After reunification, NDs readership diminished greatly. In 2020, ND had a circulation of 18,595. While most large newspapers in Germany have a problem with declining circulation, ND is particularly vulnerable in that the majority of its readers are over 60 years old. ND produces both a national edition and regional editions for Berlin and Brandenburg.

Jürgen Reents, who had political roots in both the Party of Democratic Socialism and the Green Party, became the editor in chief of ND in 1999. One of his major goals was to transform NDs image from a propaganda leaflet to a more respected newspaper.
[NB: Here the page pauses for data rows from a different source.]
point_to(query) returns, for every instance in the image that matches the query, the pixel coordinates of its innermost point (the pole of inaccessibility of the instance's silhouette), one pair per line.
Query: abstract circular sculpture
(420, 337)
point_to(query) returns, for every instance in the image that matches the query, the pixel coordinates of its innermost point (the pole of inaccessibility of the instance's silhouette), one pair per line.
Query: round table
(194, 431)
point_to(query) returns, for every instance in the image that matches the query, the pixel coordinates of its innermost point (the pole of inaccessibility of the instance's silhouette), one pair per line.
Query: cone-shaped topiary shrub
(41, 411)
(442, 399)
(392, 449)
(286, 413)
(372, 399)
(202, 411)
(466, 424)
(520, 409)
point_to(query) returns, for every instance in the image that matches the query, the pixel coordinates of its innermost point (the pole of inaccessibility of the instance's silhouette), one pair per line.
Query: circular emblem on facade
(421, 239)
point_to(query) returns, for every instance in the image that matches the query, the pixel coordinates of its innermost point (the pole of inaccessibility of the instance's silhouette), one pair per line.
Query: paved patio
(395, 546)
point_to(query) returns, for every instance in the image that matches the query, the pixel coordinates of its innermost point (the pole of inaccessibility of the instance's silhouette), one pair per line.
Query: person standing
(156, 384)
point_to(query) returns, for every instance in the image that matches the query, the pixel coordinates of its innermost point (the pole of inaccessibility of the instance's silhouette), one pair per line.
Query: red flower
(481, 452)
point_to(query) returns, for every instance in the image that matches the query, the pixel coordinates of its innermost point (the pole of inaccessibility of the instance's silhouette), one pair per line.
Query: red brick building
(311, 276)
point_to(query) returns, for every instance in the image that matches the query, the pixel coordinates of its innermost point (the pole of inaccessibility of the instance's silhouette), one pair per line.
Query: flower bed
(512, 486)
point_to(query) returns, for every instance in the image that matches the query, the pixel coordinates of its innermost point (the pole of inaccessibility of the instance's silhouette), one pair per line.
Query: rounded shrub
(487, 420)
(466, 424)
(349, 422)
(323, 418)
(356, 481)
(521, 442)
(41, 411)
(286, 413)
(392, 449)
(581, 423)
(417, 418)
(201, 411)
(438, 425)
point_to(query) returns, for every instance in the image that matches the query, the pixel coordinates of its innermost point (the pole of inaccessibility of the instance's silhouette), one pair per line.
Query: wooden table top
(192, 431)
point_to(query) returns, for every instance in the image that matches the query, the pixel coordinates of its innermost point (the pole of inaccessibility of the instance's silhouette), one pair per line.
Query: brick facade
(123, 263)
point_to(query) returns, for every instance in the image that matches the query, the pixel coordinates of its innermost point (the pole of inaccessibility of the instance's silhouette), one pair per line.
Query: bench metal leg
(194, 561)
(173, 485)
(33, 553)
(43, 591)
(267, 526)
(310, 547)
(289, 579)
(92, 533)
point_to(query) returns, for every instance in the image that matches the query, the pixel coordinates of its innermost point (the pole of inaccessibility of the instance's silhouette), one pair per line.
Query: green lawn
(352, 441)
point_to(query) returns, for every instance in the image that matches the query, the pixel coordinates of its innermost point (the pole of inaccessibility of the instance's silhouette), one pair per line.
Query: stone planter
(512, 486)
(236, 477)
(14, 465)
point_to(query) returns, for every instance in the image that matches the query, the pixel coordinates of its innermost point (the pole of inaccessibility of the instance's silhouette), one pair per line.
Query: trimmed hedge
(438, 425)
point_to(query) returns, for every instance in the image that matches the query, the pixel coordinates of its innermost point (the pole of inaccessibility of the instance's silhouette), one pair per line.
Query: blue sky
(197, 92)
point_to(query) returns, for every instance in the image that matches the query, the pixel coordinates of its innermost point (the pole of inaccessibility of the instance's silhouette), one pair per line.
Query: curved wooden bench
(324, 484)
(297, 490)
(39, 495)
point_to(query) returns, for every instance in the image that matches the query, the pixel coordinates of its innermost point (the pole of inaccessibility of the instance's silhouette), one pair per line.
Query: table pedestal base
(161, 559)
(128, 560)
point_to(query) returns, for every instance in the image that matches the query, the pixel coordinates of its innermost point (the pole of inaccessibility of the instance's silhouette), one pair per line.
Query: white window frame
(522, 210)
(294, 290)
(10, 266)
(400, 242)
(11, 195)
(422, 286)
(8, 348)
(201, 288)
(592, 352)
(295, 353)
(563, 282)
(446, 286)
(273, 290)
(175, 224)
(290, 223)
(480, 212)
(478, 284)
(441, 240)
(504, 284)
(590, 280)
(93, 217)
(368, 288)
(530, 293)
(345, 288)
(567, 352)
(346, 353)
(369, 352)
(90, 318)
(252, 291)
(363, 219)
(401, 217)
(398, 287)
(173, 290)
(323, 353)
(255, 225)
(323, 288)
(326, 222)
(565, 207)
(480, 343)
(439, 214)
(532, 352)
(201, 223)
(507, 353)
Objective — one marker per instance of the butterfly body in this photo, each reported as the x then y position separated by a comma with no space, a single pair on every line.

In October 2005 the editors moved from Elsenbrücke to Franz-Mehring Platz in Berlin. Three months later, Olaf Koppe took over management of the newspaper.

Each issue of the daily between 1945 and 1990 was digitalized by the Berlin State Library in June 2013.

=== Profile ===
ND is now oriented towards a democratic socialist viewpoint and was owned partially by the political party The Left, a direct descendant of the SED. The twin goals of the newspaper are to give those in eastern Germany a voice and to represent the democratic socialist viewpoint without being the organ of The Left or any other political party. While eastern German themes dominate the features and the community pages, the political section looks at leftist politics throughout Germany. Authors and politicians from diverse political backgrounds have also been represented on the pages of the newspaper. For example, Friedrich Schorlemmer, a known critic of The Left and the political left in general, has been a guest writer.

Other traditional sections of a newspaper are also included, such as an advice page, a television guide, notifications and classifieds, opinion columns, and theme sections dealing with health, environment, and other issues. The letters to the editor are often cited as examples of viewpoints of the Left party from other media sources. As with most daily German newspapers, ND is published daily Monday through Friday, with a weekend edition published on Saturdays.

In November 2006, the newspaper also started a youth insert called Sacco and Vanzetti. Beginning in March 2007, ND started publishing online.

From 1 January 2022, the newspaper is published by a cooperative, thereby becoming independent from The Left. It also officially took on the name "nd".